18.04.2019 – 16.30 – La Regione mira a stabilire un nuovo perimetro, un nuovo confine per il SIN – Sito di Interesse Nazionale – di Trieste, compreso nell’area della Ferriera di Servola e del Porto Nuovo. Il Sin è una zona altamente contaminata, classificata come “pericolosa” dallo Stato e che necessita di una bonifica delle acque e del suolo. Ci sono 39 SIN dal 2013 e l’unico di questo genere in Friuli Venezia Giulia è nell’area industriale tra il capoluogo e Muggia.
La nuova “deperimetrazione” del SIN è stata annunciata ieri, durante il question time in Consiglio regionale. Verrà discussa a Roma con il Ministero dell’Ambiente.

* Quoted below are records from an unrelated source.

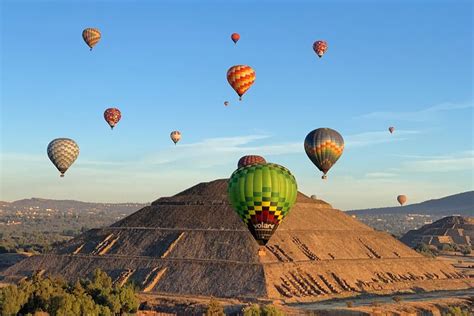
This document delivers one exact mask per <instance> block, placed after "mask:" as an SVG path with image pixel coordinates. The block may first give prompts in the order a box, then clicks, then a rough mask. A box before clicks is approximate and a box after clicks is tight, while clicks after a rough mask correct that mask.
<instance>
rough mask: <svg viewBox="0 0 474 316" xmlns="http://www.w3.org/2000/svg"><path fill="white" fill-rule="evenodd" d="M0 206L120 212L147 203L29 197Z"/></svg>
mask: <svg viewBox="0 0 474 316" xmlns="http://www.w3.org/2000/svg"><path fill="white" fill-rule="evenodd" d="M0 205H1V206H5V207H8V208H14V209H27V208H30V207H32V208H39V209H59V210H67V209H74V210H77V211H80V210H90V209H110V208H113V209H114V210H115V211H117V212H120V211H121V210H123V211H129V210H130V209H135V210H138V209H140V208H142V207H144V206H146V205H148V203H146V204H145V203H96V202H82V201H75V200H51V199H42V198H31V199H23V200H18V201H14V202H0Z"/></svg>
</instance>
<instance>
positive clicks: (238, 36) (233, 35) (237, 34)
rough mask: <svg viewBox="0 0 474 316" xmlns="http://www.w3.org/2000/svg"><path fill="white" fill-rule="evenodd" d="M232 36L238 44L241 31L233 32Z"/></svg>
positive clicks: (235, 41)
mask: <svg viewBox="0 0 474 316" xmlns="http://www.w3.org/2000/svg"><path fill="white" fill-rule="evenodd" d="M230 38H231V39H232V40H233V41H234V44H237V42H238V41H239V39H240V35H239V33H232V35H231V36H230Z"/></svg>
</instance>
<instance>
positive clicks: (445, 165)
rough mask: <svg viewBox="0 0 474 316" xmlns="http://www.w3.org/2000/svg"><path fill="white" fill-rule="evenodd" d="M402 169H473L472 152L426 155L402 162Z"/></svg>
mask: <svg viewBox="0 0 474 316" xmlns="http://www.w3.org/2000/svg"><path fill="white" fill-rule="evenodd" d="M402 169H403V170H405V171H410V172H452V171H462V170H471V171H472V170H474V152H473V151H464V152H460V153H456V154H453V155H443V156H438V157H433V156H430V157H426V158H422V159H418V160H416V159H415V160H414V161H406V162H404V163H402Z"/></svg>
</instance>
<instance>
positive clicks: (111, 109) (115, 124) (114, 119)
mask: <svg viewBox="0 0 474 316" xmlns="http://www.w3.org/2000/svg"><path fill="white" fill-rule="evenodd" d="M121 118H122V113H120V110H119V109H117V108H108V109H107V110H105V112H104V119H105V121H106V122H107V123H108V124H109V125H110V128H111V129H114V127H115V125H117V123H118V122H119V121H120V119H121Z"/></svg>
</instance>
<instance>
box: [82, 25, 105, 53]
mask: <svg viewBox="0 0 474 316" xmlns="http://www.w3.org/2000/svg"><path fill="white" fill-rule="evenodd" d="M100 36H101V34H100V31H99V29H96V28H87V29H85V30H84V31H82V38H83V39H84V42H86V44H87V46H89V47H90V49H91V50H92V48H93V47H94V46H95V45H96V44H97V43H98V42H99V41H100Z"/></svg>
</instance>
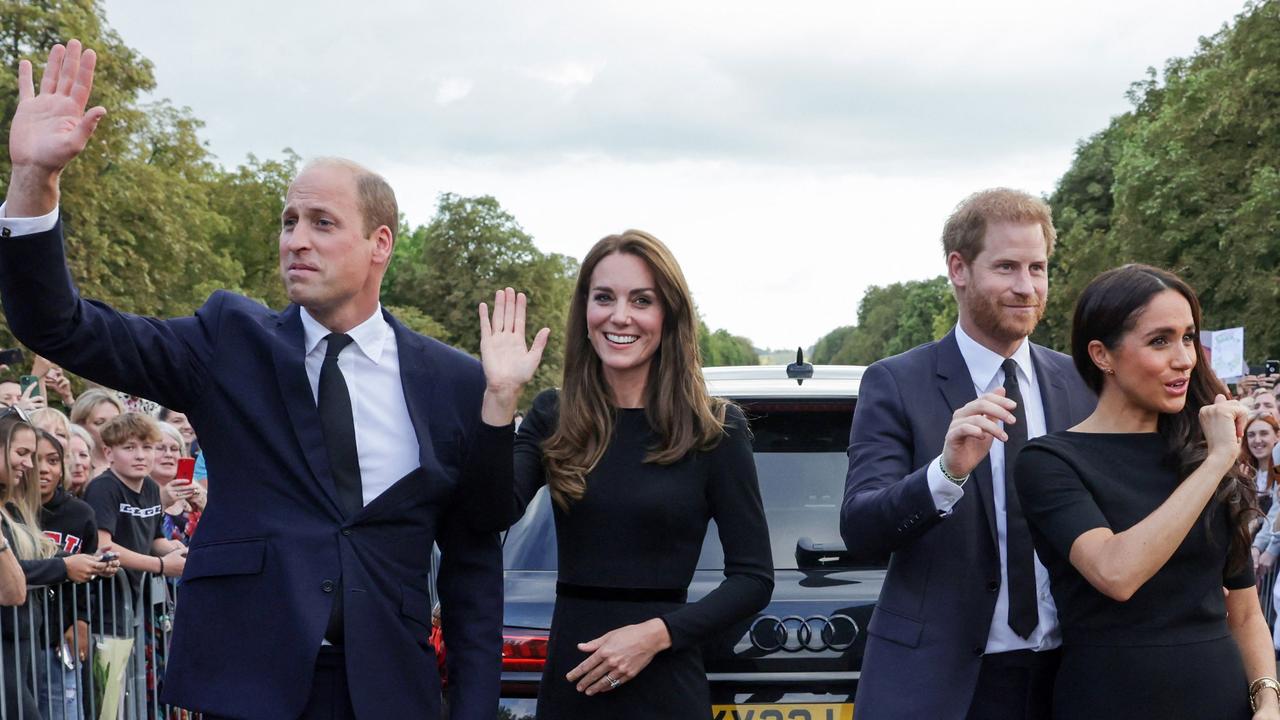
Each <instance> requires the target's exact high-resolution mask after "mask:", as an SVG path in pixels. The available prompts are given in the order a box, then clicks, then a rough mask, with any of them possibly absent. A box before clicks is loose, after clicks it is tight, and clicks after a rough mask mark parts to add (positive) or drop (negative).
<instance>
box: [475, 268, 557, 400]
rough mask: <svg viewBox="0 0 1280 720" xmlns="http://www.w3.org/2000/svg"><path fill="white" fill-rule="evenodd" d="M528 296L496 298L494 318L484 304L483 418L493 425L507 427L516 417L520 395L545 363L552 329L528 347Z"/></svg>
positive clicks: (540, 332)
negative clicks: (526, 345) (548, 341)
mask: <svg viewBox="0 0 1280 720" xmlns="http://www.w3.org/2000/svg"><path fill="white" fill-rule="evenodd" d="M527 302H529V301H527V300H526V299H525V293H522V292H521V293H517V292H516V291H515V290H512V288H509V287H508V288H506V290H499V291H498V292H495V293H494V296H493V318H492V319H490V318H489V306H488V305H485V304H484V302H481V304H480V363H481V364H483V365H484V379H485V404H484V409H483V411H481V416H483V418H484V421H485V423H489V424H490V425H504V424H507V423H509V421H511V418H512V415H515V413H516V402H517V401H518V400H520V392H521V391H522V389H524V387H525V384H527V383H529V380H531V379H534V372H536V370H538V364H539V363H541V360H543V350H545V348H547V338H548V337H549V336H550V329H548V328H543V329H540V331H538V334H536V336H534V342H532V343H531V345H529V346H526V345H525V310H526V306H527Z"/></svg>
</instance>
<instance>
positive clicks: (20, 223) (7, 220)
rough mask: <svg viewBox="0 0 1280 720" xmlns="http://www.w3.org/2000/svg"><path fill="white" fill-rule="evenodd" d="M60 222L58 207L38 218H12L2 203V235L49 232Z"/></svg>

Secondo l’assessore Fabio Scoccimarro, verranno in effetti discussi tre temi: le condizioni per l’utilizzo dei fondi stanziati dall’Accordo di programma del 2012 per le aree escluse dal Sin; la ridefinizione delle competenze nell’ambito dell’Accordo a seguito della liquidazione dell’Ezit (Ente zona industriale di Trieste) e della soppressione della Provincia di Trieste; la modifica dell’Accordo di programma stesso. Con quest’ultima si punta a consentire alla Regione (o chi per lei) di agire direttamente in via sostitutiva nelle aree potenzialmente non contaminate e di recuperare le spese sostenute in base a quanto previsto dal decreto legislativo 152 del 2006.
A seguito della deperimetrazione del Sin di Trieste e del passaggio di competenze dal ministero alla Regione sulle aree deperimetrate, da marzo 2018 – ha reso noto l’assessore in Aula – sono stati gestiti undici procedimenti con la conseguente restituzione dei suoli per cinque siti e la chiusura per altri due siti.